僕自身が、三宿というエリアに住もうと思ったのも、都心に近いのに緑が多く、クリエイティブな人(昼にスーツじゃなくブラブラしている人)が集まる地域だというのが大きかったです。面白い人が集まる美味しいお店が多く、IIDのような地域に開かれているクリエイティブな場所があることも重要なポイントです。渋谷や代官山、恵比寿に近いので、人と会いに行きやすく、人的ネットワーキングが構築するのに便利だということもありました。

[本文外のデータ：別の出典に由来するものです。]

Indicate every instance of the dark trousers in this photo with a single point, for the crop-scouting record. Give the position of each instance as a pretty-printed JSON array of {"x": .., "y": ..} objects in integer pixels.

以前、「どの時代にも才能が集まる場所がある。重要なのは無名でも刺激しあえる仲間を見つけること」というエントリーを書きました。この観点で東京はまだ魅力的な場所だと思っています。(僕の感覚では「東京」という括りは、当事者感を持つには広すぎるのですが…)
■「地方自治」も個人が「当事者」として関わる時代
さて、ここまで「住む場所」の重要性について書いてきましたが、もう一つ「自分が好きな場所に住む意義」があると思います。それは、自分が住んでいるエリアに対しての「当事者」になれるということ。従来、そのエリアに住んでいる人は行政サービスに対しての受益者という側面しかもっていませんでした。しかし、自分が好きな場所であれば、行政サービスや地方自治の主体者として自分の能力を提供したいと自然と思ってきます。TechWaveの『「これからの地方自治は明るい」と断言できる根拠』というエントリーも同じ流れを紹介しています。
自分が好きな場所をより素晴らしい場所にするために、手を差し伸べるのは「自分ごと」だからでしょう。地域に根ざした企業や、地域でビジネスを行っている商店も、「自分ごと」として活動を行うでしょう。
だからこそ、住む場所(都市)の力はフラットではなく、スパンキーになるのだと思います。「自分ごと」と思える人や企業が多く集まるエリアは、どんどん魅力的な場所になっていきブランドを確立していきます。一方で、そう思えない地域は、地方自治は国に依存しながらやっていくことが続くでしょう。
追記:ポートランドでの事例がイメージわきやすいかもしれません。すでに講義は終わっているみたいですが、以下引用です。
アメリカで29番目の人口都市であるにも関わらず、NIKEやワイデン+ケネディを始めとした世界に誇れる企業やカルチャーが生まれ続けているインディペンデントなクリエイティブ都市ポートランド。美味しいコーヒーショップがなければ自分たちでローストして創ればいい、カッコイイ自転車がなければ自分たちでセルフビルドして創ればいい、といつもクリエイティブなDIY精神で、大都市経済に流されず自立した存在感が凛々しい都市ポートランドに、クリエイティブクラスのヒントを学びます。
今後、スコットランド、シドニー、香港編もあるみたいだから参加してみようかなぁ。クリエイティブ都市に複数拠点を持つのが、自分への最高の投資なんだろうなぁ。